The train lurched. In the window Mr. Cudlove and other people’s mothers dipped their faces into handkerchiefs and vanished. In his compartment, children larger than himself whimpered and chewed the cuffs of their new grey jackets. But Pym with one turn of his head glanced backward on his life thus far, and forward to the iron path of duty curling into the autumn mist, and he thought: here I come, your best recruit ever. I’m the one you need so take me. The train arrived, school was a mediaeval dungeon of unending twilight, but Saint Pym of the Renunciation was on hand immediately to help his comrades hump their trunks and tuck-boxes up the winding stone staircases, wrestle with unfamiliar collar-studs, find their beds, lockers and clothes-pegs and award himself the worst. And when his turn came to be summoned before his housemaster for an introductory chat Pym made no secret of his pleasure. Mr. Willow was a big homely man in tweeds and a cricket tie, and the Christian plainness of his room after Ascot filled Pym at once with an assurance of integrity.
“Well, well, what’s in here then?” Mr. Willow asked genially as he lifted the parcel to his great ear and shook it.
“It’s scent, sir.”
Mr. Willow misunderstood his meaning. “Sent? I thought you brought it with you,” he said, still smiling.
“It’s for Mrs. Willow, sir. From Monte. They tell me it’s about the best those Frenchies make,” he added, quoting Major Maxwell-Cavendish, a gentleman.
Mr. Willow had a very broad back and suddenly that was all Pym saw. He stooped, there was a sound of opening and closing, the parcel vanished into his enormous desk. If he’d had a nine-foot grappling iron he couldn’t have treated Pym’s gift with greater loathing.
“You want to watch out for Tit Willow,” Sefton Boyd warned. “He beats on Fridays so that you have the weekend to recover.”
But still Pym strove, bled, volunteered for everything and obeyed every bell that summoned him. Terms of it. Lives of it. Ran before breakfast, prayed before running, showered before praying, defecated before showering. Flung himself through the Flanders mud of the rugger field, scrambled over sweating flagstones in search of what passed for learning, drilled so hard to be a good soldier that he cracked his collarbone on the bolt of his vast Lee-Enfield rifle, and had himself punched to kingdom come in the boxing ring. And still he pulled a grin and raised his paw for the loser’s biscuit as he tottered to the dressing-room and you would have loved him, Jack; you would have said that children and horses needed to be broken, public school was the making of me.
I don’t think it was at all. I think it damn near killed me. But not Pym — Pym thought it all perfectly wonderful and shoved out his plate for more. And when it was required of him by the rigid laws of a haphazard justice, which in retrospect seems like every night of the week, he pressed his limp forelock into a filthy washbasin, clutched a tap in each throbbing hand, and expiated a string of crimes he didn’t know he had committed until they were thoughtfully explained to him between each stroke by Mr. Willow or his representatives. Yet when he lay at last in the trembling dark of his dormitory, listening to the creaks and kennel coughs of adolescent longing, he still contrived to persuade himself that he was a prince in the making and, like Jesus, taking the rap for his father’s divinity. And his sincerity, his empathy for his fellow man flourished unabated.

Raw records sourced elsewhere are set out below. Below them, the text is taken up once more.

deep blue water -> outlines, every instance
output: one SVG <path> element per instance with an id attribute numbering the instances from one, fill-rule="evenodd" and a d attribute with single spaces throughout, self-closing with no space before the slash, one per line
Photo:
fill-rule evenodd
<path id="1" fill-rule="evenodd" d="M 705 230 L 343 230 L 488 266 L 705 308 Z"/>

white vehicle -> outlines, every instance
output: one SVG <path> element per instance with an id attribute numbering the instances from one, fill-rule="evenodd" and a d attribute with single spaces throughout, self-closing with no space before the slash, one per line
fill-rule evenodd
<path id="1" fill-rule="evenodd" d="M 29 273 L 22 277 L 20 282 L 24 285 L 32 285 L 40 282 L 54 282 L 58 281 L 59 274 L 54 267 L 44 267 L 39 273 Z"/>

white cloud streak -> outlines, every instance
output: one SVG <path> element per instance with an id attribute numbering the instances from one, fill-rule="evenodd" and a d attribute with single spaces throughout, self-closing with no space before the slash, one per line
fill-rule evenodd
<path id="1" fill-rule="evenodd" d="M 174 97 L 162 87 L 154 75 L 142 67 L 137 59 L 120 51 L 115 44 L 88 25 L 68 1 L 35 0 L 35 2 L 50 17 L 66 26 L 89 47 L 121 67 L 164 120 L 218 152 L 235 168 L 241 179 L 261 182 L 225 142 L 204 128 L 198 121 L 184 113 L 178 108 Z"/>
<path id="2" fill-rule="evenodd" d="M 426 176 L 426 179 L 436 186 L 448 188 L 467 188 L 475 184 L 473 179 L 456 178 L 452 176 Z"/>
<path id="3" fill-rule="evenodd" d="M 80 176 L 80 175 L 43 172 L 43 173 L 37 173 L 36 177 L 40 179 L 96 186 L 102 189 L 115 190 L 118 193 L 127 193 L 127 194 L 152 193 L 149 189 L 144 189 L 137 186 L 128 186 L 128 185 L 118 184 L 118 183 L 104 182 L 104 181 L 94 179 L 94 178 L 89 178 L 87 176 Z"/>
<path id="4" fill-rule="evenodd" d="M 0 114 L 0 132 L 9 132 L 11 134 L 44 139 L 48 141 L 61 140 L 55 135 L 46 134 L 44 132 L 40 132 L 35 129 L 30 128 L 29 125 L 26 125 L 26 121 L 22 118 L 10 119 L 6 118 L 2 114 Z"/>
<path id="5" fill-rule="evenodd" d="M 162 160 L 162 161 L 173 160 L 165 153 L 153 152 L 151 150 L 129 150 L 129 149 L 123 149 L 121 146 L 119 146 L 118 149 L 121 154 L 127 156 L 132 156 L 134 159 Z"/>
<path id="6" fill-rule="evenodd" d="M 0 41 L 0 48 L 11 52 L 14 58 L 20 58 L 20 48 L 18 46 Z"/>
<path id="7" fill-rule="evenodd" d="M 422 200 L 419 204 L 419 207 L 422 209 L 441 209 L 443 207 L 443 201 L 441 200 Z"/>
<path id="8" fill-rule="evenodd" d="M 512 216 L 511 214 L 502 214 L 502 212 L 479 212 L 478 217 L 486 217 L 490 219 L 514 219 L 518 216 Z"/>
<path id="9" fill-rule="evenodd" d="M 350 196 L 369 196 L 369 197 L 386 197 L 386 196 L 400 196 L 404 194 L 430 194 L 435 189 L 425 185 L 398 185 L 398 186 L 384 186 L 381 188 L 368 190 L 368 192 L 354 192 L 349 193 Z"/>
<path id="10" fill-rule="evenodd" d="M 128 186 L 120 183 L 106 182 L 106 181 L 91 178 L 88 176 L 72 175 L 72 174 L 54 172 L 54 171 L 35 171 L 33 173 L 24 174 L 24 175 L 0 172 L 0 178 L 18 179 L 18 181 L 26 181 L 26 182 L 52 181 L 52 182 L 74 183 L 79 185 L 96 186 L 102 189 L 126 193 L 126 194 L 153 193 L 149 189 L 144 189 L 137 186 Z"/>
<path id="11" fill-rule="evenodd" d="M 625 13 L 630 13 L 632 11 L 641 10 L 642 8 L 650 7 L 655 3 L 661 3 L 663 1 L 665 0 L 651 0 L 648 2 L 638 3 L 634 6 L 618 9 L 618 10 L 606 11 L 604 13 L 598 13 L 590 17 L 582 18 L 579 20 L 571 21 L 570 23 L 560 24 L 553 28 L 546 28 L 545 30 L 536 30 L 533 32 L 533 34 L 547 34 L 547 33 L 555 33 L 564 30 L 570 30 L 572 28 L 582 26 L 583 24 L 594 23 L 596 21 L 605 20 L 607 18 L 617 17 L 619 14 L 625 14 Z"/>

In a single afternoon, he could sit down with Noakes the groundsman, eat cake and biscuits in his cottage beside the cider factory and bring tears to the old athlete’s eyes with his fabricated tales of the antics of the great sportsmen who had let their hair down at the Ascot feasts. All nonsense, yet all perfectly true to him as he spun his magic. “Not the Don?” Noakes would cry incredulously. “The great Don Bradman himself, dancing on the kitchen table? In your house, Pymmie? Go on!” “And singing ‘When I Was a Child of Five’ while he was about it,” said Pym. Then while Noakes was still glowing from these insights, straight up the hill went Pym to faded Mr. Glover, the assistant drawing master, who wore sandals, to help him wash palettes and remove the day’s daubs of powder paint from the genitals of the marble cherub in the main hall. Yet Mr. Glover was the absolute opposite of Noakes. Without Pym the two men were irreconcilable. Mr. Glover thought school sports a tyranny worse than Hitler’s and I wish they’d throw their bloody football boots into the river, I do, and plough up their games fields and get on with some Art and Beauty for a change. And Pym wished they would as well and swore his father was going to send a donation to rebuild the arts school to twice its size — probably millions, but keep it secret.
“I’d shut up about your father if I were you,” said Sefton Boyd. “They don’t like spivs here.”